When superheroes and the world wars get into the same context somehow, most buffs will associate to the Golden Age of Comic Books. Pictures like Batman hunting for nazi saboteurs in America or Superman wrestling enemy submarines come to my mind. These ancient popular entertainment pieces may strike us as naive and caricature-like, but they just reflected to the spirit of their age. Who knew that very late descendants of these patriotic comic books still appear in our days. The Royals: Masters of War is a six-part historical fiction comics adventure, which takes us back in the time of the biggest crisis of England in the 20th century.
On these pages, the Battle of Britain is joined by the members of the British Royal Family, and superhero-abilities flow in the blue blood. This post is a review of the first two published episodes.
|Hitler and Tojo are in trouble. Mr. pants on the outside of the 40s is teaching them a lesson (and doesn’t forget to encourage you to buy war bonds).|
What is in the blue blood?
In this alternate universe, flowing royal blood in your veins means having superhuman abilities, those were the source of the power of your ancestors. This power became title and was inherited generation after generation. The superhuman ruling class guarded the purity of its noble bloodline carefully for a reason and kept the newcomers out. This marriage practice lead to interbreeding and the unavoidable mental and physical degeneration. The exhausting and costly Great War had shattered the people’s confidence in the traditional ruling classes and social order. Several ancient royal dynasties like the Romanovs or Habsburgs fell victim to this turmoil.

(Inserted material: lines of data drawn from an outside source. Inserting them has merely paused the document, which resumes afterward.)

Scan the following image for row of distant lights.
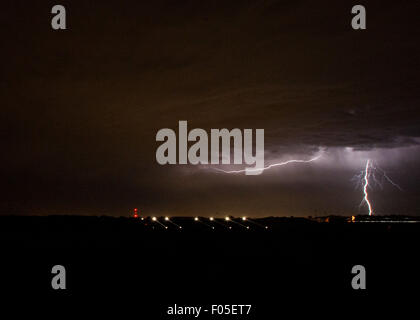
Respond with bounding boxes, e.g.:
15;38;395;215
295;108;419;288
141;217;268;229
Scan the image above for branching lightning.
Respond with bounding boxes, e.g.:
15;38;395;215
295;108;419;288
214;155;321;173
352;159;402;216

|The East End in Flames. The Blitz, London, 1940.|
The British Royal Family: The House of Windsor had chosen to lay low and withdrew from public life. The heirs were declared as powerless for the public, and the king forbid them to use their powers ever again. The Windsors would have kept living their decadent lifes on taxpayers’ money and would have filled the pages of tabloids all right if the Second World War hadn’t happened.
The king returns and seizes the skies (SPOILER)
The young and naive blond prince Henry cannot stand the carnage outside and the suffering of the common people anymore. Instead of distributing tea and some blankets in a bomb shelter, he enters the raging battle above his own home, like his ancestors did in the times of peril. In a very early part of the storyline, we will meet a serious character flaw of his, but it only makes the prince and the plot more interesting. By the way, the story itself doesn’t follow the historical family tree of the Windsors; the names and characters are different.
When I’m writing these words, yet only two parts of the six were published, but I can tell that the major theme is the superhuman escalation of World War Two. The pictures are beautiful, not Jim Lee- or The Red Star-beautiful but they are pleasant to look at. The Royals: Masters of War comics come with the promise of being extraordinary. Superheroes and the old royal dynasties are a daring but ingenious combination (bloody hell, after the magic-enchanted Soviet empire, I’m laissez faire on the subject…), and I’m really looking forward to the next episodes.